Los manglares de David son un patrimonio natural protegido de la provincia de Chiriquí. Foto: Benny Wilson.
África con sus oasis de vida en medio de sequías y conflictos eternos. El Delta del Okavango, en Botswana, transforma el desierto del Kalahari en un laberinto acuático donde grandes elefantes y leones beben bajo cielos infinitos y un paisaje alucinante. Al otro extremo del continente, las turberas de la Cuvette Centrale, en la cuenca del Congo, almacenan billones de toneladas de carbono bajo su suelo esponjoso, un tesoro climático amenazado por la explotación petrolera. Estos humedales no son solo ecosistemas: son el corazón mismo de comunidades que luchan por sobrevivir entre la indiferencia global, que se preocupa más por el arsenal bélico para auspiciar guerras y no en el presupuesto para la restauración de los ecosistemas que legaremos a las generaciones venideras.
Eurasia teje una red de humedales donde confluyen historia y fragilidad. Entre los estuarios del Ganges y Brahmaputra tenemos el mayor bosque de manglares del planeta que protegen de los rigurosos monzones cada vez más violentos. En Europa, las marismas de Doñana, en España, sirven de último bastión a lo poco que queda de fauna en Europa, pero que para colmo, se secan por pozos ilegales para cultivos exóticos. Más al este, las turberas del Gran Pantano de Vasyugán, en la Rusia siberiana, actúan como gigantescos acondicionadores del Ártico. Todos estos paisajes, testigos de civilizaciones y migraciones, hoy enfrentan un enemigo común: la voracidad humana que prioriza el progreso efímero sobre la permanencia ecológica.
La región Asia-Pacífico guarda humedales que son espejos de culturas milenarias. El Tonlé Sap en Camboya, un lago que vive al ritmo del río Mekong, sostiene a miles de pescadores, pero las represas río arriba amenazan su ciclo vital. En Australia, los humedales de Kakadu, albergan lagunas donde flotan nenúfares y leyendas ancestrales, aunque la minería de uranio está envenenando sus aguas. Nueva Zelanda protege el Firth of Thames, un estuario clave para aves playeras, mientras Japón ve desaparecer los arrozales de Tokio, por el crecimiento urbano cuasi infinito. En medio de todo esto la extinción hace su trabajo en silencio. Por todos lados parece que andamos con afán destructivo, que le llamamos desarrollo y crecimiento.
En las regiones polares y latitudes extremas, los humedales son guardianes del clima global. Estos ecosistemas, frágiles y remotos, son termómetros del planeta: su degradación no es sólo una pérdida local, sino una alarma que resuena en cada dirección de la rosa de los vientos del planeta. Si los humedales polares caen, el colapso climático será sencillamente arrollador.

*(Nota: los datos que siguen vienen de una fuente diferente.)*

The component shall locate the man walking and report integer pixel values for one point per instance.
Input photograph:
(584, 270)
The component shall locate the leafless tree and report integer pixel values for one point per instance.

Proteger los humedales del planeta no es un acto de romanticismo ecológico, sino de lucidez existencial. La verdadera amenaza existencial de los pueblos del mundo, no son las armas avanzadas de unos, si no la destrucción ecológica del planeta. En las aguas quietas de los humedales late el equilibrio climático, en sus raíces se esconde la medicina del mañana, en sus lodos se escriben las crónicas de civilizaciones pasadas. Si adoramos la vida, no podemos financiar la destrucción de los humedales. La esperanza, sin embargo, persiste en proyectos de restauración, en leyes que se endurecen, en comunidades que defienden sus lagunas como santuarios. Los humedales son la última frontera entre un planeta habitable y el caos. Su destino no es una casualidad, sino una elección. Y en esa elección, nos jugamos todo.
En el Día Mundial de los Humedales 2025 con el lema: “Proteger los humedales para nuestro futuro común”, invita a realizar acciones colectivas concretas a fin de conservar los humedales como ecosistemas fundamentales para un planeta sostenible. ¡Manos a la obra!